そんな飾りの言葉では、僕の気持ちは伝わらない。
僕がミネアさんに強く望む想い。
彼女が欲しい言葉ではないかも知れない。
けど、初めて僕がミネアさんに望む事ーー。
「っ……な、……いでッ」
「っ、……え?」
ようやく僕の口から出た呟きに、ミネアさんの動きが止まる。
僕は彼女の両肩を掴むと、真っ直ぐ瞳を見つめた。
「っ……死なないで、下さいっ」
それは、嘘なんて微塵もない僕の今の本心。
今の僕が、1番望む事。
僕には出来なかった。
目の前の、今消えそうになっている命を見逃して、自分の幸せを望む事なんて……出来なかった。

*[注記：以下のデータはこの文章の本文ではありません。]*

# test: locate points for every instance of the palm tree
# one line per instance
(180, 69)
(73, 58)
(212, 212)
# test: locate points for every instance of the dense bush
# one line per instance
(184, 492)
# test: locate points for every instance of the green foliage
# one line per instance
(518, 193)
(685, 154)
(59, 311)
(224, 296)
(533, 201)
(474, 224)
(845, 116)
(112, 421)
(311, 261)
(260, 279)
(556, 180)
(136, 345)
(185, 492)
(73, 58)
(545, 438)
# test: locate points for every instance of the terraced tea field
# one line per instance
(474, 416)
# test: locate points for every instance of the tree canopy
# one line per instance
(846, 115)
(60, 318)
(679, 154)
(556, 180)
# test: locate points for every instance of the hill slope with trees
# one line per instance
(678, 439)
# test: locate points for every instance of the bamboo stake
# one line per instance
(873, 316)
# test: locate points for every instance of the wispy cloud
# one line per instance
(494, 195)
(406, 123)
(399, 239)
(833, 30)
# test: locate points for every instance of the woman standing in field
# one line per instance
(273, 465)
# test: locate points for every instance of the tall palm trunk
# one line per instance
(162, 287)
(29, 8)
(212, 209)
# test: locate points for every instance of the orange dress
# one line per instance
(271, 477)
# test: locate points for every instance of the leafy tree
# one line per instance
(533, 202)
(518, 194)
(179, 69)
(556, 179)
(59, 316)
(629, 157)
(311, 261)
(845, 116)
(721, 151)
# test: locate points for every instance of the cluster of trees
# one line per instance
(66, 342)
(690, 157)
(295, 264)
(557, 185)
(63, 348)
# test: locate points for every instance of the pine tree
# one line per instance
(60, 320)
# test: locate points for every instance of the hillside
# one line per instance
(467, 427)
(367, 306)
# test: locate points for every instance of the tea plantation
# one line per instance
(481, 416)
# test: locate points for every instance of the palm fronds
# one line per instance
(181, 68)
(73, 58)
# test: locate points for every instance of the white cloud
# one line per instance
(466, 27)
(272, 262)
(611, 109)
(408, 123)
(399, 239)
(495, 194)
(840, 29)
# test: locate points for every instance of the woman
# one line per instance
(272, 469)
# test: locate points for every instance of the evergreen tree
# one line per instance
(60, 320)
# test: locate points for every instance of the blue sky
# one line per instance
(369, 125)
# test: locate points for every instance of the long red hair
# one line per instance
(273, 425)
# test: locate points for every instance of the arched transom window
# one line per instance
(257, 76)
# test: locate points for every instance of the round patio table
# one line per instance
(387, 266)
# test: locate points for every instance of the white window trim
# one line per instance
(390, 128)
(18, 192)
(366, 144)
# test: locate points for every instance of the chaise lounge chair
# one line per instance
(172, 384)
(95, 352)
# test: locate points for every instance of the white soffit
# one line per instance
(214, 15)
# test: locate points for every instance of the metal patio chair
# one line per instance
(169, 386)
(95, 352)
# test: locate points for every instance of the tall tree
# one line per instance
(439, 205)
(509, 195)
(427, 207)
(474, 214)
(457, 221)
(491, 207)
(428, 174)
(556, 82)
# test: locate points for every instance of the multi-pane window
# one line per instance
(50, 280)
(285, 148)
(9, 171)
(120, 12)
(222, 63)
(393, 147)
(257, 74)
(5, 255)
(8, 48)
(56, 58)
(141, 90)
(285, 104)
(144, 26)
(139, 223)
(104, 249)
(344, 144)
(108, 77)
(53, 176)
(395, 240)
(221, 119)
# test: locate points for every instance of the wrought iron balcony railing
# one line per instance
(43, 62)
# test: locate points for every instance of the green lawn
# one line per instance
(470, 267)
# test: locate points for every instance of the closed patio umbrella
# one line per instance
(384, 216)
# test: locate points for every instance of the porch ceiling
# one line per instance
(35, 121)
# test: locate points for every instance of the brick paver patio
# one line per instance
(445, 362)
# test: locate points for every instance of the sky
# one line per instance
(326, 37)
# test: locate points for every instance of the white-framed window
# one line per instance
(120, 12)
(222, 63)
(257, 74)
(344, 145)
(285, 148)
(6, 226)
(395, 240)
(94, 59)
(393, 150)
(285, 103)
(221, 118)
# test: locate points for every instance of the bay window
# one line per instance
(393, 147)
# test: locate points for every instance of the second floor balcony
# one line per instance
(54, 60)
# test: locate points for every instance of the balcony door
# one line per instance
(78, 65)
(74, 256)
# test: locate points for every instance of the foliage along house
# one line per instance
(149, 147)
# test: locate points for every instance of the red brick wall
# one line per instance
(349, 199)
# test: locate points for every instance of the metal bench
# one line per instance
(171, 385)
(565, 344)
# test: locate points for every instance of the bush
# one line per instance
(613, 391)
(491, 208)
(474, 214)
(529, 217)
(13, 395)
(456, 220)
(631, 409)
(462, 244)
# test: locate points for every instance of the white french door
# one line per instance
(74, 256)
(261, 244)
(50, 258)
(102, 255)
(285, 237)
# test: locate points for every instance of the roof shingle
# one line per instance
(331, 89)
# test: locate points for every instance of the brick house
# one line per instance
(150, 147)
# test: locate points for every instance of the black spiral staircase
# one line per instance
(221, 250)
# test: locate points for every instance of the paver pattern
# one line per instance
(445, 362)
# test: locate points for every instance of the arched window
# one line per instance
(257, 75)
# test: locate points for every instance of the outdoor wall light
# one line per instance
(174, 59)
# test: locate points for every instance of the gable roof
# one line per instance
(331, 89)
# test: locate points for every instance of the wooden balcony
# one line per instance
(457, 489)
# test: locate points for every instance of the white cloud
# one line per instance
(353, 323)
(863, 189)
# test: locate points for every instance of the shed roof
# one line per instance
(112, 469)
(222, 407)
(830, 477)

「ミネアさんがいなくなったら……僕は、っ……悲しいです!」
「……マオ、さまっ」
「いなく、ならないで下さいッ……」
「っ……ぅ、ッ……っ~~!!」
ミネアさんは声を殺しながら、僕に抱き付いて泣いた。
鳴き声を上げずに泣くその姿に、僕の胸はまた痛む。
きっとミネアさんは、幼い頃からずっと独りでこうやって泣いていたんだ。
誰にも気付かれないように、ずっと……。
「……ミネアさん。
僕とミネアさんと、この子と……家族になりましょう?」
ミネアさんのお腹にそっと触れて、僕はプロポーズした。
たいした事は何も出来ない僕だけど、いつかミネアさんが声を出して素直に泣ける存在にはなろう。
産まれてくる子供に、孤独を感じさせない存在になろう。
血の繋がりも、性別も、容姿も、得意不得意も……。どんな子でも、気にしない。
誰よりも、大切に、愛して、いつか「生まれてきて良かった」って思ってほしい。
そう思って、僕はこの人生を選んだーー。